It’s too late for me to change the other representatives votes, so my strategy now only depends on mine. I can’t vote for the other side, since my party would stop supporting me. So I’ve just got to live with the consequences of voting for my side, however many tokens it costs me. If I pledge less than winning is worth to me, and I make us lose, then clearly I made a mistake. If we lose but my pledge wouldn’t have the diffence, then it makes no difference to me. But if we win, skimping on my pledge doesn’t save me any tokens. On the other hand, if I pledge more than winning is worth to me, and we lose, it doesn’t cost my anything. It will drive up the price paid by the opposing side, though, which is a nice benefit. If we win and my pledge doesn’t make the difference, it doesn’t change how much I pay. If we win my pledge is what made the difference, but I bid more than it was worth, then I’ll definitely pay more than it was worth to me. If I pledge what it’s really worth to me, then I don’t risk the mistakes of either side.

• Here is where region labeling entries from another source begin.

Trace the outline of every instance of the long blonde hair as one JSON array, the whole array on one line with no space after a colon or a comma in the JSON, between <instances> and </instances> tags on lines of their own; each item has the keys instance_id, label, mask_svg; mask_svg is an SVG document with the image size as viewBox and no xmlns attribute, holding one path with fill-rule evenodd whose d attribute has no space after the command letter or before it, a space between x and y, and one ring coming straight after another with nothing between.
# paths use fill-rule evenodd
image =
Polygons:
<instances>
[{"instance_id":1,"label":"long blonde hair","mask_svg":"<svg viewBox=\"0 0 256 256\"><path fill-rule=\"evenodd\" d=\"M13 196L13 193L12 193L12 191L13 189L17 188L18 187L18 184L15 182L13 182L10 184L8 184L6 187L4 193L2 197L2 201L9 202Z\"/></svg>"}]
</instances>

An obvious problem is that the order in which votes are taken may be critical. The strategizing in selecting the order in which to bring bills to a vote would be intense, since for small majorities CVV can introduce rapid swings in the balance of power from vote to vote. There could even be a “nuclear option” whereby the party could save up its votes until the end of the session and then overturn everything that their opposition previously passed. This chaotic behavior would be conclusively enough for me to reject the practicality of CVV if it were the only behavior available. But in fact the scheme has a range of behaviors between two extremes: At one extreme, a majority which is unwilling to cede the balance of power may retain it indefinitely by finding compromise bills. At the other extreme, a majority which is unwilling to compromise will occasionally lose the balance of power, and for these circumstances, if CVV was implemented, it could be buttressed by a rule forbidding changing the same law twice in one session. (Heck, that kind of rule would be nice even in our present system, since it would force the House GOP to move on from its pretenses of repealing the ACA that it has spent so much of its time on, and instead perhaps actually accomplish some of their goals.)

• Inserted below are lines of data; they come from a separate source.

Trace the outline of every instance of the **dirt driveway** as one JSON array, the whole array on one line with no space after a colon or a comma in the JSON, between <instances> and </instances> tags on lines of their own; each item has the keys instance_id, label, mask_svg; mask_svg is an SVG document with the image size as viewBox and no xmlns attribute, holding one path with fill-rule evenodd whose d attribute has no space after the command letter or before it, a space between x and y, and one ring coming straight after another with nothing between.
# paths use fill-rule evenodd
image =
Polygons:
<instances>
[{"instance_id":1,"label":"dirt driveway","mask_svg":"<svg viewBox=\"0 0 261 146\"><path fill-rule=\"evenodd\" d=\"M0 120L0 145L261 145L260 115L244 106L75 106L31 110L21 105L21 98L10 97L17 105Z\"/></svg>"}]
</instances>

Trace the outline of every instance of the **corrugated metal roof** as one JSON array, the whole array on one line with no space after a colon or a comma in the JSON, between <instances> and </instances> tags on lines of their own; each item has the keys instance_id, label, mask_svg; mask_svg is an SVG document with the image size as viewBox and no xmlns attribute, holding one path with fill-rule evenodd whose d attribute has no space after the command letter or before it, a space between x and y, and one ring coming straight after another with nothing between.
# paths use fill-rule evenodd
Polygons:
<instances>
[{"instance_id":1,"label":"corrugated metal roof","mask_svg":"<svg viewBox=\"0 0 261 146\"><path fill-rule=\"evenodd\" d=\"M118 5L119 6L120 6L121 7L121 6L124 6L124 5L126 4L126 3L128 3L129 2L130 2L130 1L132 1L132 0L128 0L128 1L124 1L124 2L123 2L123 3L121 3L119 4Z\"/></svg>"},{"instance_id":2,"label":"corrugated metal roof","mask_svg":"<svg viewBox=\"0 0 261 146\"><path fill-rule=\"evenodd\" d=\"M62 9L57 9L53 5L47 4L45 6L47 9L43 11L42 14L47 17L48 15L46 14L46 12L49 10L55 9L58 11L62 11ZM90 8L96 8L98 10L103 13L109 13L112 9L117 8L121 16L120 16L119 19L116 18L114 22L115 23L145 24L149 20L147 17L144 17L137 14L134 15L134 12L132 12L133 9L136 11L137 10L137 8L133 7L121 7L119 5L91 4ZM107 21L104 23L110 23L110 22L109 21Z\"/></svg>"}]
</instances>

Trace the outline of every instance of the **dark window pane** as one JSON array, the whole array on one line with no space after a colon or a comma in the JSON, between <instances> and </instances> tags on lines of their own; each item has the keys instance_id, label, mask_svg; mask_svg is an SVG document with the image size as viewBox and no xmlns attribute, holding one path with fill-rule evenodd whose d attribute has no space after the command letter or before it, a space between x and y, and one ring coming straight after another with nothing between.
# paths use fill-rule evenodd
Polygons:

Granted: No party in power would implement such a system, unless perhaps they foresaw themselves permanently falling short of majority power in the future and could overcome the eagerly ascendant minority. But I still think systems with characteristics like this one are worth considering. An organization wanting to find an agreeable mode of governance for polarized factions may wish to use one. It might be possible to implement CVV physically with real tokens if the available technology is limited. Finally, this scheme could be neatly combined with Asset Voting or directly democratic Vote Delegation, so that an elected/delegated official would start out with tokens equal to his assets or delegated votes.

Democracy is not limited to rule of the majority.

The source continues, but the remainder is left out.